Le groupe à l’origine de la procédure, Aurora, avait d’abord tenté de poursuivre l’Etat suédois fin 2022. Mais la Cour suprême en Suède a estimé en février 2025 que la plainte déposée contre l’Etat devant un tribunal, introduite par une personne, avec 300 autres s’y joignant au titre d’une action collective, était irrecevable. La cour avait alors mis l’accent sur « les exigences très élevées pour qu’un individu ait qualité pour agir » contre un Etat.
« Nous avons encore une chance de sortir des crises planétaires et de construire un monde sûr et équitable. Mais cela exige que les pays riches qui émettent autant que la Suède cessent de violer la loi », a déclaré vendredi la porte-parole d’Aurora, Ida Edling, dans un communiqué.
Aurora, qui a annoncé avoir saisi vendredi un tribunal de Stockholm, estime que l’Etat suédois est tenu « de réduire les émissions de la Suède autant et aussi rapidement que nécessaire pour que le pays soit aligné sur sa part équitable ». « Cela signifie que les émissions de plusieurs secteurs doivent atteindre zéro avant 2030 », a-t-elle ajouté, tout en notant que cela devancerait de quinze ans les objectifs actuellement fixés par la Suède.
Décisions historiques
L’Agence suédoise de protection de l’environnement ainsi que l’organisation de coopération et de développement économiques ont averti l’an dernier que la Suède risquait de ne pas atteindre son propre objectif de neutralité carbone d’ici à 2045. Aurora a relevé que des juridictions internationales avaient pris plusieurs décisions historiques depuis le dépôt initial de la plainte.
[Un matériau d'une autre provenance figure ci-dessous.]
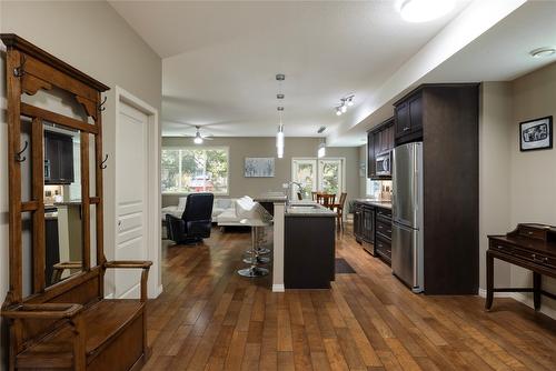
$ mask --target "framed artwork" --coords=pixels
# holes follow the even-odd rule
[[[247,157],[245,159],[246,178],[274,178],[274,176],[275,176],[274,157],[264,157],[264,158]]]
[[[519,150],[535,151],[553,148],[553,117],[519,122]]]

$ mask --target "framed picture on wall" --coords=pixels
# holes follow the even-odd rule
[[[553,117],[519,122],[519,150],[535,151],[553,148]]]
[[[275,158],[245,158],[246,178],[272,178],[275,176]]]

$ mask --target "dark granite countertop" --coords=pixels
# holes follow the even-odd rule
[[[257,202],[286,202],[288,198],[282,192],[268,192],[254,198]]]
[[[319,217],[319,218],[335,218],[336,212],[332,210],[325,208],[320,203],[315,201],[292,201],[286,208],[286,217]]]
[[[391,210],[391,201],[381,201],[381,200],[373,200],[373,199],[356,199],[356,202],[370,204],[371,207],[390,209]]]

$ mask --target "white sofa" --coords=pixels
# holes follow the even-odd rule
[[[265,219],[268,221],[271,219],[271,215],[249,195],[235,200],[234,204],[235,208],[226,209],[216,218],[218,227],[245,225],[240,223],[242,219]]]
[[[177,205],[162,208],[162,221],[166,221],[166,214],[181,218],[181,214],[186,210],[186,201],[187,197],[180,197]],[[218,217],[226,211],[231,211],[232,214],[236,214],[236,199],[215,198],[215,203],[212,204],[212,221],[216,222]]]

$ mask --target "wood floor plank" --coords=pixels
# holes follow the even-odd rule
[[[414,294],[347,231],[356,271],[331,290],[274,293],[239,277],[250,234],[163,243],[163,293],[147,303],[145,370],[556,370],[556,321],[512,299]]]

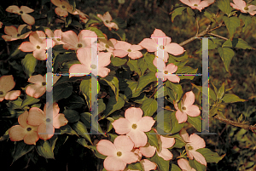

Dans une décision historique d’avril 2024, la Cour européenne des droits de l’homme a ainsi estimé que la Suisse ne faisait pas assez d’efforts pour lutter contre le changement climatique. Il s’agissait du premier pays à être condamné par une juridiction internationale pour ne pas avoir pris des mesures suffisantes dans ce domaine.
En 2025, la Cour internationale de justice a rendu un avis consultatif déclarant que les pays violant leurs obligations climatiques commettaient un acte « illégal ».